Neo4j Performance Tuning

Goals
This guide gives an overview on memory configuration, logical log configuration and Linux open files configuration.
Prerequisites
You should know how to download and install Neo4j on your system. If you are a developer you should be accustomed to the graph data model and have written your Neo4j application.

Intermediate

Memory Configuration guidelines

An in-depth description on this topic is available in the Neo4j Operations Manual.

There are three types of memory to consider: OS Memory, Page Cache and Heap Space.

OS Memory Sizing

Some memory must be reserved for all activities on the server that are not Neo4j related. One Gigabyte 1G is good enough for most cases when Neo4j is the only server running on that machine.

Please make sure that the configured memory doesn’t exceed available RAM, otherwise the OS starts to swap to disk which heavily affects operation performance.

Page Cache Sizing

neo4j memory usage

The page cache is used to cache the Neo4j data as stored on disk. Ensuring that most of the graph data from disk is cached in memory will help avoid costly disk access. You can determine the total memory needed by summing up the sizes of the $NEO4J_HOME/data/graph.db/neostore.\*.db files and adding e.g. 20% for growth.

To estimate the necessary page-cache size for a dataset to be imported, it is useful to run an import with a fraction (e.g. 1/100th) of the data and then multiply the resulting store-size by that fraction (x 100).

The size of the page cache, e.g. 5G is defined by the parameter dbms.memory.pagecache.size in the file $NEO4J_HOME/conf/neo4j.conf. By default, if not configured, Neo4j will use 50% of the available RAM in the system for its page cache.

Heap Sizing

The size of the available heap memory is an important aspect for the performance of Neo4j.

Generally speaking, it is beneficial to configure a large enough heap space to sustain concurrent operations.
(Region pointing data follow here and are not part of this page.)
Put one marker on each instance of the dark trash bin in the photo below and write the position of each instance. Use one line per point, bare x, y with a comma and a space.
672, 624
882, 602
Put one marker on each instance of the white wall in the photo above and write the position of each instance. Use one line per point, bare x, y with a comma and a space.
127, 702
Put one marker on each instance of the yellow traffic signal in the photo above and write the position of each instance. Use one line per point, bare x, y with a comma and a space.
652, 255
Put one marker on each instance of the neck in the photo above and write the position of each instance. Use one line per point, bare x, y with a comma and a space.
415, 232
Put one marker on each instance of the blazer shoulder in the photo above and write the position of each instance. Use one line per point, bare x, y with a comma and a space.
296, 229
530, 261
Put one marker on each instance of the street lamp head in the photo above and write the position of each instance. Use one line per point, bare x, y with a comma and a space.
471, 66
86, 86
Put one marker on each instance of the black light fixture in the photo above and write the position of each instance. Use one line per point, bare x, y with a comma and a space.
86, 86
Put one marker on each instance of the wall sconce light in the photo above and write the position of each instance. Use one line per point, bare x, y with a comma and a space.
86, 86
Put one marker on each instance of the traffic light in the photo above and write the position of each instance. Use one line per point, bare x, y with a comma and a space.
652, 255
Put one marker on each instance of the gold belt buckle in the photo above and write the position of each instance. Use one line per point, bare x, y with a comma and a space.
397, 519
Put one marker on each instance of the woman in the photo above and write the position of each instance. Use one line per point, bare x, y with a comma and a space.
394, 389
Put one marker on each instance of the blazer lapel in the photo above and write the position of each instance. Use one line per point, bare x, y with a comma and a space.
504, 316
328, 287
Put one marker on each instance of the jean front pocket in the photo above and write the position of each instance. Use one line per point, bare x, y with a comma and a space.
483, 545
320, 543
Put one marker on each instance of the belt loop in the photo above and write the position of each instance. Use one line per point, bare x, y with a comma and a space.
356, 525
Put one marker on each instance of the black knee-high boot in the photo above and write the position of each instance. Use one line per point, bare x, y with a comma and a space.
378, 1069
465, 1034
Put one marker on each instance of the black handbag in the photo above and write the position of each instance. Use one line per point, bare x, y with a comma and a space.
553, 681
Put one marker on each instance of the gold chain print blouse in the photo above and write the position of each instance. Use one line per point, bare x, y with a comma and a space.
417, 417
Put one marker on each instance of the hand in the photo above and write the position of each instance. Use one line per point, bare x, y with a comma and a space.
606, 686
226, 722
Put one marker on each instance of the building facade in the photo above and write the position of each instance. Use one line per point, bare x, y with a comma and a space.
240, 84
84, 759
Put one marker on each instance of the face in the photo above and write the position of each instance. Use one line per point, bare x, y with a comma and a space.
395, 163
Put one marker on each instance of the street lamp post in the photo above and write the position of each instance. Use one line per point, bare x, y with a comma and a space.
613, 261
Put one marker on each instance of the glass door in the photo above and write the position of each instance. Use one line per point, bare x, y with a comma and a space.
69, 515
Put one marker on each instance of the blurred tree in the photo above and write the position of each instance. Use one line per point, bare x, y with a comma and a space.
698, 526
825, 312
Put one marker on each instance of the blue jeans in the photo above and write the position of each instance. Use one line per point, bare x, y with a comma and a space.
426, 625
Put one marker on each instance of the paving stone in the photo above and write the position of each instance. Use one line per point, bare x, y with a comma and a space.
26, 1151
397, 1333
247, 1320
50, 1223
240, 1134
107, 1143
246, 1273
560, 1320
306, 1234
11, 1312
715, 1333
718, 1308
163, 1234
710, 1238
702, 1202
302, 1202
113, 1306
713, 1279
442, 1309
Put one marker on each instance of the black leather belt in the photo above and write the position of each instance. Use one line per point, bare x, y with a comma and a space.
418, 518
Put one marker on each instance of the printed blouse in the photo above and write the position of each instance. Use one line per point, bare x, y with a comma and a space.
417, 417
For many setups, a heap size between 8G and 16G is large enough to run Neo4j reliably.

The heap memory size is determined by the parameters in $NEO4J_HOME/conf/neo4j.conf, namely dbms.memory.heap.initial_size and dbms.memory.heap.max_size providing the heap size as a number and a unit, for example 16G. It is recommended to set these two parameters to the same size.

For a more thorough discussion on this topic, refer to the heap memory configuration section in the Neo4j Operations Manual. That section also contains information about heap memory distribution and gabarge collection tuning.

Logical Logs

Logical transaction logs in Neo4j are used in scenarios when the database needs to be recovered after a unclean shutdown. They are also used for online backup operations, especially for incremental backups.

These transaction log files are rotated after surpassing a certain size (25 Mb in size). The amount of log files or the used space can be configured.

It is recommended that the dbms.tx_log.rotation.retention_policy parameter is set to 7 days

Number of Open Files

The usual default of 1024 for the open file limit is often not enough, especially when many indexes are used or a server installation sees too many connections (network sockets also count against that limit). Users are therefore encouraged to increase that limit to a realistic value of 40000 or more, depending on usage patterns. Setting this value via the ulimit command is only possible for the current session.

To set the value system wide you have to follow the instructions for your platform.